But Eisener has two tricks up his sleeve that prevents Hobo With A Shotgun from being just another entry in the increasingly boring splatter comedy subgenre.  The first is the iconic genre stalwart Rutger Hauer (the ideal nexus-6 himself, Roy Batty) an actor known first from porno-violent Dutch cinema of Paul Verhoeven, to leading man psychos and avenging angels in the 1980s, to the direct to video cheese of the 1990s and early 2000s.  Age-lines and white facial hair and Hauer's particular brand of intensity all serve him up as the perfect straight-man in the Grand Guignol atmosphere of Scumtown.  Occasionally he has to snarl out a one-liner (sans original Hobo David Brunt's Maritime accent) but the real strength is conviction with Abbey and an tired exasperation with the rest of the world.  The second ace-in-the-hole is Eisener's unique way of directing the rest of his actors.  Call it "Shout Acting" which was certainly present in the original Hobo trailer, "WE'RE ALL DIRTY COPS!" and his christmas themed horror short, Treevenge ("I SHOULD HAVE STAYED IN SCHOOL..." is shout-mumbled from one of the gruff loggers as he struggles with dragging a chopped christmas tree out of the forest.)  One of the chief delights in Hobo is the wacky comments the characters shout at each other in between acts of bloody cartoon violence.  They are crude and rude, but hilariously creative.  Mention should go to Karim Hussain's colorfully inventive cinematography which echoes the riot-like tones of by mixing the yellow-purple-blue lighting of old Dario Argento films with a decidedly modern digital grain.   
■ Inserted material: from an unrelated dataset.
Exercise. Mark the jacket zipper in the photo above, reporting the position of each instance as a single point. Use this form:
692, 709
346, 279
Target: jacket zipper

Destined for midnight-movie success but bafflement, probably outrage, from the mainstream due to its gleefully politically incorrect use of excess of sex and violence for entertainment.  Excess is the key to success, this is hard, hard, hard R.  The films most shocking moment (which I will not give away here, but rumour has it that funding was lost due to its inclusion in the film) has a sort of Hays Code callback - allowing to show a wanton act of sex or violence that violates traditional good taste as long as the perpetrator later pays for it on screen.  With the film continually upping its phantasmagoric stakes (enter:  The Plague) and its eventual passion-play with the Hobo as Christ, it is safe to say that the film goes way too far to allow for any popular success, but shall garner a healthy reputation for the crazy cult curio that it is. While the film is no Rabid or Shivers - there is simply none of the subtext present in the Tax-Shelter Cronenberg, Hobo with a Shotgun is gloriously goofy gratification - it is still worth Shout-Mumbling, "LONG LIVE THE NEW FETISH!"